Poor Leo presented to us last month when he was found to be suffering from a suspected snake bite. When he was seen by our team he was very flat, his temperature was incredibly low, he was unable to stand or lift his head and would collapse when he was lifted.
Leo was admitted into hospital and placed on an intravenous drip. He underwent a series of blood tests and we worked to increase his body temperature and provide adequate pain relief. He was stabilised within our hospital and was sent off to CARE that night where he remained for the next couple of weeks for further observations and monitoring.
When a snake bites an animal, it injects its venom via the fangs into the tissue below the skin. Venom is rapidly absorbed from the site of the bite and carried mainly by the lymphatic system into the animal's circulation. Snake venoms carry a large range of toxins that damage tissues and impair many of the body's vital functions; they attack the nervous system and interfere with the body's clotting mechanisms.
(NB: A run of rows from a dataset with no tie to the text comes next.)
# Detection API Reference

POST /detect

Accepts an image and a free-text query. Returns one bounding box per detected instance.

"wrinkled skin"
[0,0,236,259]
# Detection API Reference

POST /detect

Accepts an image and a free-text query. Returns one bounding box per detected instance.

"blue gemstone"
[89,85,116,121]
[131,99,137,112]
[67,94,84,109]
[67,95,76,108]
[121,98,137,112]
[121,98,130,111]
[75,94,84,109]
Dogs and cats are most often bitten around the head and limbs. Usually the closer the bite is to the heart the quicker the venom will be absorbed into the pet's system and distributed around the body.
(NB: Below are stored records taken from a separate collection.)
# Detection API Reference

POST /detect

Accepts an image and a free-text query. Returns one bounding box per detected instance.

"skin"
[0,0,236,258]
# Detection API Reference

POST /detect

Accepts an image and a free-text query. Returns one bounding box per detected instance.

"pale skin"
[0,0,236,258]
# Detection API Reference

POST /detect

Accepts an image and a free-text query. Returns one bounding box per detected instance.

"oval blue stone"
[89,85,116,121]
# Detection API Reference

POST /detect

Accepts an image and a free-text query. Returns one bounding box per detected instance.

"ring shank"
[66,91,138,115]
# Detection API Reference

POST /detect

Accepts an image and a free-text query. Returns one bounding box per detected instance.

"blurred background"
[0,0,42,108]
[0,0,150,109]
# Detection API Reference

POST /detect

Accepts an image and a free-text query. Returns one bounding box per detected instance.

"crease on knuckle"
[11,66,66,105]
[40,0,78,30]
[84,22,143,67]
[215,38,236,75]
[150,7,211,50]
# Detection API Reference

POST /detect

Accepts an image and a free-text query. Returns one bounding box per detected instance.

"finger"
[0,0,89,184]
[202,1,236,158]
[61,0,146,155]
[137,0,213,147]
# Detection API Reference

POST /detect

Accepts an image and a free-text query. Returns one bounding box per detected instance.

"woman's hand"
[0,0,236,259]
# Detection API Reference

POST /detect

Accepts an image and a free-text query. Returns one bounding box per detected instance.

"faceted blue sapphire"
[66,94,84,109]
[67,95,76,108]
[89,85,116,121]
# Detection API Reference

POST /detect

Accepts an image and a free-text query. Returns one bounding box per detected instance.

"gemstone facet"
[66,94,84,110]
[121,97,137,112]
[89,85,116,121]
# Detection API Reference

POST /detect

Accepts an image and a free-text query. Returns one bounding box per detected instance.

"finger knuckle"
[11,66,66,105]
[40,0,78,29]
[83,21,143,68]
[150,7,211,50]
At the beginning of summer, when snakes first come out, their venom glands tend to be fuller and their bites at this time are much more severe. The length of time that has passed since the snake last struck can also be a contributing factor.
The usual signs of snakebite by a tiger or brown snake are:
- Sudden weakness followed by collapse
- Shaking or twitching of the muscles
- Dilated pupils not responsive to light
- In the later stages paralysis may occur and your pet may have blood in his or her urine
Luckily Leo was brought into our clinic promptly and we were fortunately able to treat him and care for him accordingly.
As you can see, Leo is back to feeling like his normal self and we wish Leo and his family all the best. We are thrilled to see that he is now feeling much better!